The results presented in Fig. ? illustrate the improvements achieved by the proposed PASE method. Clearly, using a load evolution model improves the performance of the estimator; given an arbitrary target error of 0.004 p.u., WLS requires more than 10 PMUs while PASE only 4. Even when each bus of the distribution system is monitored by a PMU, the proposed PASE method still brings about an improvement of more than 40% when using a time-step of 6 seconds. As illustrated in Fig. ?, higher gains are obtained for smaller time-steps. Indeed, for larger time-steps, the load has more chances of changing by a large magnitude between two estimates and thus has less inertia. Even for large time-step (e.g., 10 mins) there is a gain of about 15%. In practice, the granularity of the time-step depends on the available computational speed. The smallest time-step considered in this work is 6 seconds and represents a lower-bound on what was tried out. In comparison, the DSSE problem was solved at each step in under 1 second.

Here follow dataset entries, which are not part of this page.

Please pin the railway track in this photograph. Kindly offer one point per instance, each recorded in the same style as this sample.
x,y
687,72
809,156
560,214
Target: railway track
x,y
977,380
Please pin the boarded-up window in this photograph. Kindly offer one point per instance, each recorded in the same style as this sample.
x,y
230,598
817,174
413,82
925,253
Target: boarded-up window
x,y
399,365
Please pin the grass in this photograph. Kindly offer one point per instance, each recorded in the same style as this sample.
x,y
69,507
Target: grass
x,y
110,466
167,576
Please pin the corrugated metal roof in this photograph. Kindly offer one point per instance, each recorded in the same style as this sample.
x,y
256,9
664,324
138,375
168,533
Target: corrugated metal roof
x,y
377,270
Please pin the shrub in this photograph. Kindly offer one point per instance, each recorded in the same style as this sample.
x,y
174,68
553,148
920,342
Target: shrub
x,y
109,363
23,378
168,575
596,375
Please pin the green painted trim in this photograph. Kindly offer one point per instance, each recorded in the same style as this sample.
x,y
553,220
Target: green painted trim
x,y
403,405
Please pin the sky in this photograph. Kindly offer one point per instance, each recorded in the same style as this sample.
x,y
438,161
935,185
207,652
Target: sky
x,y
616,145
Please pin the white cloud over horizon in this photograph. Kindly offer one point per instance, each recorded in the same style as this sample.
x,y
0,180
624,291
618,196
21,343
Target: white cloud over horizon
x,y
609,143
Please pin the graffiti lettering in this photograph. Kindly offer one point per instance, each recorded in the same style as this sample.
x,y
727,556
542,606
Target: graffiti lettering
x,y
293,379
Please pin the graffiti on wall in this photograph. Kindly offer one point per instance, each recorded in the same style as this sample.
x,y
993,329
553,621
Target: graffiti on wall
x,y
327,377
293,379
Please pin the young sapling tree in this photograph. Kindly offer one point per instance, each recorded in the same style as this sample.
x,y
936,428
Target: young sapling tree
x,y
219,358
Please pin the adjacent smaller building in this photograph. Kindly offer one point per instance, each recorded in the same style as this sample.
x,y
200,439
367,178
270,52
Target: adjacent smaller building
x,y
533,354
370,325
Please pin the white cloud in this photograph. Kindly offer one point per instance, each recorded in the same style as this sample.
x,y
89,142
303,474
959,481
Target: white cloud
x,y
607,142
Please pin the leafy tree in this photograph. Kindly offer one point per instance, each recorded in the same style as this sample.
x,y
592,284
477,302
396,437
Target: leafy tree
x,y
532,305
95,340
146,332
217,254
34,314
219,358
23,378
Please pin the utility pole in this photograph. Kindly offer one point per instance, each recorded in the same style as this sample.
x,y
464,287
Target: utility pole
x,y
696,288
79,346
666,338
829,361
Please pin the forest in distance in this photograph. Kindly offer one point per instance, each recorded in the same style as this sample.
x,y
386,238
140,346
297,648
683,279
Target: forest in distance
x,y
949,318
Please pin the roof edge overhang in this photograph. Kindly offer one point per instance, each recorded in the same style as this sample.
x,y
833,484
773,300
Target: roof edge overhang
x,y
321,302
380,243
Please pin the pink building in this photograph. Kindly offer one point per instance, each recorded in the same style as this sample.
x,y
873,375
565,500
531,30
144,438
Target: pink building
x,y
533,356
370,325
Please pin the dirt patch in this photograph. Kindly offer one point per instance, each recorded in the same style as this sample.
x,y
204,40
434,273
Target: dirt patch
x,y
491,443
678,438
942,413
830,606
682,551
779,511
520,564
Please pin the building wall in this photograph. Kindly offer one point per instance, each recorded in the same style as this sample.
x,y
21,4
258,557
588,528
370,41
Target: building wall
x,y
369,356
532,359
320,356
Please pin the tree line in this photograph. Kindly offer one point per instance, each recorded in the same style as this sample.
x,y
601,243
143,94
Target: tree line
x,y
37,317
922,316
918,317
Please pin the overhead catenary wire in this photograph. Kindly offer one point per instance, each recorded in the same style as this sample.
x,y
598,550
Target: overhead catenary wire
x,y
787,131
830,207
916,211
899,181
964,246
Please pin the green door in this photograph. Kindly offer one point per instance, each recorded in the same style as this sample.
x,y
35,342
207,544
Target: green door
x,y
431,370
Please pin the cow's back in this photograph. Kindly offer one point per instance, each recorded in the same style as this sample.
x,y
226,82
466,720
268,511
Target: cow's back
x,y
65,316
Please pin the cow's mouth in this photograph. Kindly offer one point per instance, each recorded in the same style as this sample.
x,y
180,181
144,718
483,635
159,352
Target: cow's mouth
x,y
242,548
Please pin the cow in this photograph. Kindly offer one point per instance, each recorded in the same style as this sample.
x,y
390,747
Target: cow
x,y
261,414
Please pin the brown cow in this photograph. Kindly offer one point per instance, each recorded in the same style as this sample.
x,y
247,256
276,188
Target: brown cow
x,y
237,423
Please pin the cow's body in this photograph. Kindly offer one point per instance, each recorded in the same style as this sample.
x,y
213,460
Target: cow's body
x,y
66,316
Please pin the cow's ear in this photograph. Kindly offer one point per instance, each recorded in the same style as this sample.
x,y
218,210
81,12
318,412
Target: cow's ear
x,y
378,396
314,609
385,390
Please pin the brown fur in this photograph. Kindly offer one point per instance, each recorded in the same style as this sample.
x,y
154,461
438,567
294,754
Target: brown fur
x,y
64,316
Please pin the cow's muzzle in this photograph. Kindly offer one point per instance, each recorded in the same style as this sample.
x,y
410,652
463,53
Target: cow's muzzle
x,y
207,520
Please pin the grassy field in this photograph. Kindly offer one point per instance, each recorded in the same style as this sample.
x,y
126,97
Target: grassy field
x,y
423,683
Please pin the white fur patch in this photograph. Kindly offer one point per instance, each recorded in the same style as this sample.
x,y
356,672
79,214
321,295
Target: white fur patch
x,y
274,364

### 5.6Engineering Insights

In practice, the LDC will need to make trade-offs in the choice of the following parameters: number of PMUs, their accuracy and the time scale. The influence of PMU accuracy on the theoretical gain achieved by PASE is shown in Fig. ?, the three parameters considered are depicted in the plot. The maximum gain is attained for a PMU error variance of about 1%. Clearly as the PMU measurement standard deviation decreases (i.e., the PMU becomes more and more accurate) the gain achieved by PASE decreases since the load evolution model is not as useful in such circumstances. Similarly, as the standard deviation of the PMU increases, the gain decreases, since the load evolution model has to compensate for both poor forecast accuracy and poor PMU measurement accuracy. This figure also illustrates the role of the time-step, the gain achieved by the filtering technique decreasing as the time-step increases, underlining the limits of the load evolution model.

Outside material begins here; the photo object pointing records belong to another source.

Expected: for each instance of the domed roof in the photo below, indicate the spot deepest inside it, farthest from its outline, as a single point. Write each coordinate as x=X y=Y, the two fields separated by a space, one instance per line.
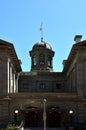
x=42 y=44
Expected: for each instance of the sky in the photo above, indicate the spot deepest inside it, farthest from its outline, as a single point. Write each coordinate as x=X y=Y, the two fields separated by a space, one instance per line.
x=20 y=22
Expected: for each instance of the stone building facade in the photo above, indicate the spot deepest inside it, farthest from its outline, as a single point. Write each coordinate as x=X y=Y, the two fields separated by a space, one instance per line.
x=43 y=97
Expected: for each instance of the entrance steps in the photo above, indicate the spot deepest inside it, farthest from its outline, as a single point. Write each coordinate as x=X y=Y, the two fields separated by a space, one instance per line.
x=46 y=129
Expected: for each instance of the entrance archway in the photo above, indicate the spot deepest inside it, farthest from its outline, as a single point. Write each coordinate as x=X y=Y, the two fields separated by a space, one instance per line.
x=53 y=118
x=31 y=119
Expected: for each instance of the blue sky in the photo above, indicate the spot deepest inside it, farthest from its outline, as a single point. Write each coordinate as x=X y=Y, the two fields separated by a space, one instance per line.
x=20 y=21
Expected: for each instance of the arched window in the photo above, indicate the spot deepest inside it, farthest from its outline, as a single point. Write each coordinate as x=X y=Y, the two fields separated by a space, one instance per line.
x=34 y=60
x=41 y=59
x=49 y=62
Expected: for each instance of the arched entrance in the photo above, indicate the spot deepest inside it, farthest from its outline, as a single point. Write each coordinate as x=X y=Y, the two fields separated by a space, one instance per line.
x=31 y=119
x=53 y=118
x=32 y=116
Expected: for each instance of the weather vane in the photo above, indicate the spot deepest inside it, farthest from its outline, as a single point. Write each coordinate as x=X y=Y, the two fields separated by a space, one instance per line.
x=41 y=29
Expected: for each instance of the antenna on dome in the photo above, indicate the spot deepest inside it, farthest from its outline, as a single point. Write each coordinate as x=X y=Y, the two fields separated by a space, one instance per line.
x=41 y=29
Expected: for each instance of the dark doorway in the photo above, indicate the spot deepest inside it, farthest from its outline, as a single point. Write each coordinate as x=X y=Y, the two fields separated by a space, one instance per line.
x=53 y=119
x=31 y=119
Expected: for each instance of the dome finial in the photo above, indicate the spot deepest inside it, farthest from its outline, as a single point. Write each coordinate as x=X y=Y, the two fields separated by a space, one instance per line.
x=41 y=29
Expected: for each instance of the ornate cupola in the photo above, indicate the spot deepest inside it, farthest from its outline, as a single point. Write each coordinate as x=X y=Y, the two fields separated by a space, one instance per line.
x=41 y=57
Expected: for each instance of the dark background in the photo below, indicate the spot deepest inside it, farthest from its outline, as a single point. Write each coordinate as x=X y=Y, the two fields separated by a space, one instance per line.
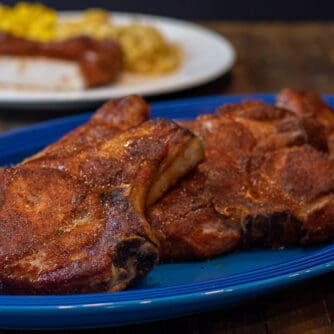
x=211 y=9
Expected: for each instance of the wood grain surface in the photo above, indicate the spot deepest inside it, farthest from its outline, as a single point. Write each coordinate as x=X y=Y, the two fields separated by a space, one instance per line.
x=270 y=56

The trade-off between the three parameters considered is illustrated by Fig. ?: two PMU accuracies are used to draw the plots. An arbitrary target error is fixed and the minimum number of PMUs required is determined as a function of the time-step. Clearly, the time-step has little influence on a very accurate PMU. However, the more accurate the PMU, the more costly it will be. With the same number of PMUs placed in the system (4), choosing a PMU ten times less accurate will provide the same performance given that a time-step small enough (6 seconds) is chosen.

## 6Conclusions

A novel PASE method for DSSE and its analysis framework were presented. The PASE method performs the fusion of measurements and pseudo-measurements and requires fewer PMUs than WLS to achieve the same estimation error, for time-steps under 15 minutes. Engineering insights were presented highlighting the major trade-offs in the choice of decision variables for the LDC. Using a smaller time-step allows the LDC to relax the requirements on the PMU quality and their number. There are several remaining challenges, such as the influence of distributed generation and its modeling as well as the impact of an unbalanced system on PASE.